ZAP-70表达是慢性淋巴细胞白血病(CLL)中公认的预后标志物。本研究旨在分析ZAP-70基因的甲基化状态是否与ZAP-70蛋白的表达相关。
对已知免疫球蛋白基因突变(IgVH)状态的CLL患者(n = 87)、急性淋巴细胞白血病患者(n = 13)、套细胞白血病患者(n = 13)和脾边缘区淋巴瘤患者(n = 14)进行研究。通过联合亚硫酸氢盐限制性分析(COBRA)、Southern印迹法和亚硫酸氢盐测序法分析了10例CLL患者以及正常T/NK和B细胞中ZAP-70 5'区域的甲基化状态。然后对所有患者进行了位于ZAP-70转录起始位点下游334bp处的单个CpG位点(C-334)的进一步COBRA分析。
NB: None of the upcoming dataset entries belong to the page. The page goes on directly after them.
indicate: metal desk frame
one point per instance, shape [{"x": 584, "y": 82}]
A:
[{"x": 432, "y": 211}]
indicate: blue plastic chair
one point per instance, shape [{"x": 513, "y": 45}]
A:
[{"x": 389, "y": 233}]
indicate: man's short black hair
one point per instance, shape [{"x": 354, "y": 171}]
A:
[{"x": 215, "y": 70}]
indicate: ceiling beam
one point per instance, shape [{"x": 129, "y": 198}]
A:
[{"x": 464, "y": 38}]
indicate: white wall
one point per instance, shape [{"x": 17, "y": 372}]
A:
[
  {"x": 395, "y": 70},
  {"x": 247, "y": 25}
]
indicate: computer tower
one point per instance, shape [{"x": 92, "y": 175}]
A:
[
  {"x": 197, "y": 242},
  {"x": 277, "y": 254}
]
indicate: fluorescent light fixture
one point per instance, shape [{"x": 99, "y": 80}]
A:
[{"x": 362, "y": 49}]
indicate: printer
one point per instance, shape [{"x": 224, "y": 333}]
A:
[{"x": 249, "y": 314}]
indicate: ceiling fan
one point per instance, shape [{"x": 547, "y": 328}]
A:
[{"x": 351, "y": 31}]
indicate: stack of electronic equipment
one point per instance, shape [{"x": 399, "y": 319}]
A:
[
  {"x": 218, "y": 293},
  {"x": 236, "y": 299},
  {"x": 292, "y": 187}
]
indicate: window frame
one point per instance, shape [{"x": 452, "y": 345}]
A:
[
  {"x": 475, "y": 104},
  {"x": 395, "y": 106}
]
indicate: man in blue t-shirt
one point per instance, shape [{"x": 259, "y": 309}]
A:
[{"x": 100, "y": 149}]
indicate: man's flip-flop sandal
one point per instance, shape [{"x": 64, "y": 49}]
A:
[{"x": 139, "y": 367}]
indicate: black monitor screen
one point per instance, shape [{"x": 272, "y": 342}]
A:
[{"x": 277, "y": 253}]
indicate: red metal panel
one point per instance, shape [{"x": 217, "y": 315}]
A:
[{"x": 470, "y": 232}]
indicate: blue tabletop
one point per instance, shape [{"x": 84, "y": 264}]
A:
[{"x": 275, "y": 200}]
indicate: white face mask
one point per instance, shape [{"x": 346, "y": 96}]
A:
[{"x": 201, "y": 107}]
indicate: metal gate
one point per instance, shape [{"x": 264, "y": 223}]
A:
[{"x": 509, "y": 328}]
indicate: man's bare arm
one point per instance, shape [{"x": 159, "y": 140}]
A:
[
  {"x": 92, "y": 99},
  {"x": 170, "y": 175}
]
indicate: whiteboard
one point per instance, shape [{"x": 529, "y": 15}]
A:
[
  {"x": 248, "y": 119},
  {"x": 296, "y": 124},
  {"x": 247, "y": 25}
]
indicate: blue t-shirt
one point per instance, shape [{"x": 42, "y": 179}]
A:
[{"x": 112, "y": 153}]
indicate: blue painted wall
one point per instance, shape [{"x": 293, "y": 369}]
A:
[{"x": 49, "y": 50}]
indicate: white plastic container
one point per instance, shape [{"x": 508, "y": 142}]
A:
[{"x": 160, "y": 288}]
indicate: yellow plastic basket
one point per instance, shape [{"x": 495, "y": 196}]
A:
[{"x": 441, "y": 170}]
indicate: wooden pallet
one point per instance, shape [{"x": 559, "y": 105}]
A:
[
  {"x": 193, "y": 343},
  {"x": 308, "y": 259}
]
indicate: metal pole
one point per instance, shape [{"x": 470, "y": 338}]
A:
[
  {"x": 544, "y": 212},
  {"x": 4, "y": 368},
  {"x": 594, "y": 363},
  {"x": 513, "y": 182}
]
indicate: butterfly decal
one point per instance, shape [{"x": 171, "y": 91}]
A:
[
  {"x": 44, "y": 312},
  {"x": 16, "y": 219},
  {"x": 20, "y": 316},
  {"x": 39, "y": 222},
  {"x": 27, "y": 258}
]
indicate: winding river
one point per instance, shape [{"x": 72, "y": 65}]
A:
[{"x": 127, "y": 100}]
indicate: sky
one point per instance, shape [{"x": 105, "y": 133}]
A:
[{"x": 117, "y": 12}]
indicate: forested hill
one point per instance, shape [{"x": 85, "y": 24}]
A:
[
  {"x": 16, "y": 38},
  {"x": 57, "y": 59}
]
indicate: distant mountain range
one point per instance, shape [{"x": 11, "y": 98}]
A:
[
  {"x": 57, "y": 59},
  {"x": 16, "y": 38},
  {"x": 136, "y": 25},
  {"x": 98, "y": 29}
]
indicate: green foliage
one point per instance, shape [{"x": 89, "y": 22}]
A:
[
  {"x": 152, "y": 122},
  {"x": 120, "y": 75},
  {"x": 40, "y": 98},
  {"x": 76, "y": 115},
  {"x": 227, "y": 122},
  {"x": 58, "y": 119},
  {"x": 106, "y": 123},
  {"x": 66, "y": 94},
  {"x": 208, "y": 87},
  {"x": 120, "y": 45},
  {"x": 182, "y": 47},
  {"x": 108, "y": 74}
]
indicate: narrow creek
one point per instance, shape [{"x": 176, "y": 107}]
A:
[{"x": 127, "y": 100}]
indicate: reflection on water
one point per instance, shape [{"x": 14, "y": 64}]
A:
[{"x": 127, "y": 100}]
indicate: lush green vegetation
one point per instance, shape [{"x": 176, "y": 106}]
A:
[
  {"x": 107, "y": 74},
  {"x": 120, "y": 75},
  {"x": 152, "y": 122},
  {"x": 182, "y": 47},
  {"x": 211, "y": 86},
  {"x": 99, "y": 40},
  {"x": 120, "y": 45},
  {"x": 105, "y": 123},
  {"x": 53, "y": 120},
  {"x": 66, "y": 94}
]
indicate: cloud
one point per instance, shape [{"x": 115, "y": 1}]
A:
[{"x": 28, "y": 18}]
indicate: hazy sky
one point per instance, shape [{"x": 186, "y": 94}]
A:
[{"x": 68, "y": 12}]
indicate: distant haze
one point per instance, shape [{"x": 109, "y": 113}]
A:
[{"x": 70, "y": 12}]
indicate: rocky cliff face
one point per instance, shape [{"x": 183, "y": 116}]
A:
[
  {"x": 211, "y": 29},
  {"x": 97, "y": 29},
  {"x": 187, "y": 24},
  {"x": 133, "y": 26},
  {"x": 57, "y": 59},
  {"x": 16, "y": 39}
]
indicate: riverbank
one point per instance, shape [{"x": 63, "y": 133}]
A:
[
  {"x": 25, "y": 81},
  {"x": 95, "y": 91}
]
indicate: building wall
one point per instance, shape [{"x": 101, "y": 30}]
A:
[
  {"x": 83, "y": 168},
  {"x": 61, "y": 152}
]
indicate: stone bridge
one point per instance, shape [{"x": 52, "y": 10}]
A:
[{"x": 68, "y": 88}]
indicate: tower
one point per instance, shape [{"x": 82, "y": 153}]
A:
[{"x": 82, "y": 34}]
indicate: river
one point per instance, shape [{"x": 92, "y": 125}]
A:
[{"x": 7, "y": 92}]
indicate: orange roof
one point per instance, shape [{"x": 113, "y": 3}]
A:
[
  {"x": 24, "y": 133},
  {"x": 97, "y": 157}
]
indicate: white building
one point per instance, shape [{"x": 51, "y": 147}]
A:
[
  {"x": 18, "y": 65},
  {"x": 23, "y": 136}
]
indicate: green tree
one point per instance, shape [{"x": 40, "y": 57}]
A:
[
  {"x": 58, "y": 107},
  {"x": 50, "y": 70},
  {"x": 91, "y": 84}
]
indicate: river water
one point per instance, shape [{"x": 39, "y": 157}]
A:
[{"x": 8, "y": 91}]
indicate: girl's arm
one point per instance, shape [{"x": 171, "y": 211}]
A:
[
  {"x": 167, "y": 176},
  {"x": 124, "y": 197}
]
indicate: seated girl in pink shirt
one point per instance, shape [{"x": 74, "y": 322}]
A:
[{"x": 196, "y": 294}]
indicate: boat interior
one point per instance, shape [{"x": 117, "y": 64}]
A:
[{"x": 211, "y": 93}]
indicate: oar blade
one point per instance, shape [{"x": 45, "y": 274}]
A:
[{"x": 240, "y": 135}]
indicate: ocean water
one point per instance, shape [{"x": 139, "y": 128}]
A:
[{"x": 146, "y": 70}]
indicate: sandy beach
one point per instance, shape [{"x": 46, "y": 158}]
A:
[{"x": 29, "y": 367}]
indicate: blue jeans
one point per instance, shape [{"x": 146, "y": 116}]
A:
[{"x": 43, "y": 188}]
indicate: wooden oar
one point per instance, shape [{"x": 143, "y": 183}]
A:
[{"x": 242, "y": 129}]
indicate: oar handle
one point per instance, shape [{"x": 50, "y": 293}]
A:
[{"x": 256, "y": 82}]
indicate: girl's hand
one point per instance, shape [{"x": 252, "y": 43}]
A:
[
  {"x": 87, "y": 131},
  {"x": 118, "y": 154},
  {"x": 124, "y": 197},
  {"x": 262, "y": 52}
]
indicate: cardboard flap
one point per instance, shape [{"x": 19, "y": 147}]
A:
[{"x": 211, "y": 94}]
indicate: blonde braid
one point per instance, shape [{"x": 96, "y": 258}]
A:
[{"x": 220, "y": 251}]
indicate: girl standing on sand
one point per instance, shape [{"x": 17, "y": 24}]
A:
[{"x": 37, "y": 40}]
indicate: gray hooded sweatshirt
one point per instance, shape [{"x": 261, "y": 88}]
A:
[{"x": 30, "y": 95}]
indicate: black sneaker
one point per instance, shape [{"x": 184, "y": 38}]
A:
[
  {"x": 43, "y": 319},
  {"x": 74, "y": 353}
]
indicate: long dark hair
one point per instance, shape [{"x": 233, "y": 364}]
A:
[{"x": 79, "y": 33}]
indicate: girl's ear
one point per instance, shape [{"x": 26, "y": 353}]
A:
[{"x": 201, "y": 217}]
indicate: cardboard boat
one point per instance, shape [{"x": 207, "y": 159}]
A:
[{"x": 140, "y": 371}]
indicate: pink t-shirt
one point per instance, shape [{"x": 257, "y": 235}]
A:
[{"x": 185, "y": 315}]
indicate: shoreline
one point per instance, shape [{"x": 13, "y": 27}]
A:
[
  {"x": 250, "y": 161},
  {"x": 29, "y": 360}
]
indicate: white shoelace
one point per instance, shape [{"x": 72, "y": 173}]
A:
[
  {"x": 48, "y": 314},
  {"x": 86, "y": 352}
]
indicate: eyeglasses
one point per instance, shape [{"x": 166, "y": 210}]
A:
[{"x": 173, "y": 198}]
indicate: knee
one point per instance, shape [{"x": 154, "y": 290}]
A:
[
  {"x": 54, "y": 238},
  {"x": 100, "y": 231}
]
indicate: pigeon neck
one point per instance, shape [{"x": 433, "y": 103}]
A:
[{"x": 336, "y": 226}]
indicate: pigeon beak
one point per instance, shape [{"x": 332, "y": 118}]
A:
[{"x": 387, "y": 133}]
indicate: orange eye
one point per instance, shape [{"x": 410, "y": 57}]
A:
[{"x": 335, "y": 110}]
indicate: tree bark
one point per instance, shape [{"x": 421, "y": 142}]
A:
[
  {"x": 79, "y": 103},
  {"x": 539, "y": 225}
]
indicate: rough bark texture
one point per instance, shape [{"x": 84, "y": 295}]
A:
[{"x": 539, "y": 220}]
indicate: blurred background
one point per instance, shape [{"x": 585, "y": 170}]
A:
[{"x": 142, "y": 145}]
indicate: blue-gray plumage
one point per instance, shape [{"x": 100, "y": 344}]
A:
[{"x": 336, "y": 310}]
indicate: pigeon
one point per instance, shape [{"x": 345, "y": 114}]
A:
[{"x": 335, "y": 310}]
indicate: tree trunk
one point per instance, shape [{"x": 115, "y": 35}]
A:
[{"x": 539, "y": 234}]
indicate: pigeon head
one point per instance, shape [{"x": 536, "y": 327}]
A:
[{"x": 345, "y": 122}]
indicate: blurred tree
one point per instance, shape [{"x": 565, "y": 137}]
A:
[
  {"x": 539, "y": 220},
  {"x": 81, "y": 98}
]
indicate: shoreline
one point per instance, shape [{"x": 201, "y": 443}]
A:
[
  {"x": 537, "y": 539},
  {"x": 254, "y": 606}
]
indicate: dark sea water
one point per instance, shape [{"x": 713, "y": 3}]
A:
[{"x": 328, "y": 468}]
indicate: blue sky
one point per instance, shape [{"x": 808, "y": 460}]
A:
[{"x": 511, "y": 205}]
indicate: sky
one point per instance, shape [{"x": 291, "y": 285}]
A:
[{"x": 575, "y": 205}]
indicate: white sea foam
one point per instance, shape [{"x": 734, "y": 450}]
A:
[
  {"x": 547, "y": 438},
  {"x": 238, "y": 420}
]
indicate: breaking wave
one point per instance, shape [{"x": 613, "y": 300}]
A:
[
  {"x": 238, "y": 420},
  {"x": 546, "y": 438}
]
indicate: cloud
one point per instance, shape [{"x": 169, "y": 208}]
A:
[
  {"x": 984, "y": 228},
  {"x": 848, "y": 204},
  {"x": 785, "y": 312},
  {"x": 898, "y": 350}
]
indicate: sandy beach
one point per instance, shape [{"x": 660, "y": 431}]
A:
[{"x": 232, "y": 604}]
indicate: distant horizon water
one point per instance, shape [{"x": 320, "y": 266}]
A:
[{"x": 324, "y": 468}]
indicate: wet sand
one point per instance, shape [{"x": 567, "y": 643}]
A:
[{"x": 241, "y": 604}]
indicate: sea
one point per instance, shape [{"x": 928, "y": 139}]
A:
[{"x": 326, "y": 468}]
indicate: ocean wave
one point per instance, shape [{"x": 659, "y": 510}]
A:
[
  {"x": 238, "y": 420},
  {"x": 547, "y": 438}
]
CLL和正常外周血淋巴细胞中ZAP-70的表达状态与ZAP-70内含子1-外显子2边界区域的甲基化状态相关,通过COBRA确定的C-334甲基化状态代表该区域的甲基化情况。在87例CLL患者中,51/53例ZAP-70阴性患者在C-334处发生甲基化,30/32例ZAP-70阳性患者未发生甲基化(p<0.0001);在所有其他疾病中也观察到类似的关联。甲基化和未甲基化的CLL患者的中位生存期分别为211个月和85个月(p<0.0001)。
检测C-334处的ZAP-70甲基化状态是预测CLL预后的一种简单且可重复的方法,它与ZAP-70表达和IgVH基因突变状态密切相关。ZAP-70高度保守内含子区域的甲基化可能负责正常细胞和肿瘤细胞中表达的调控。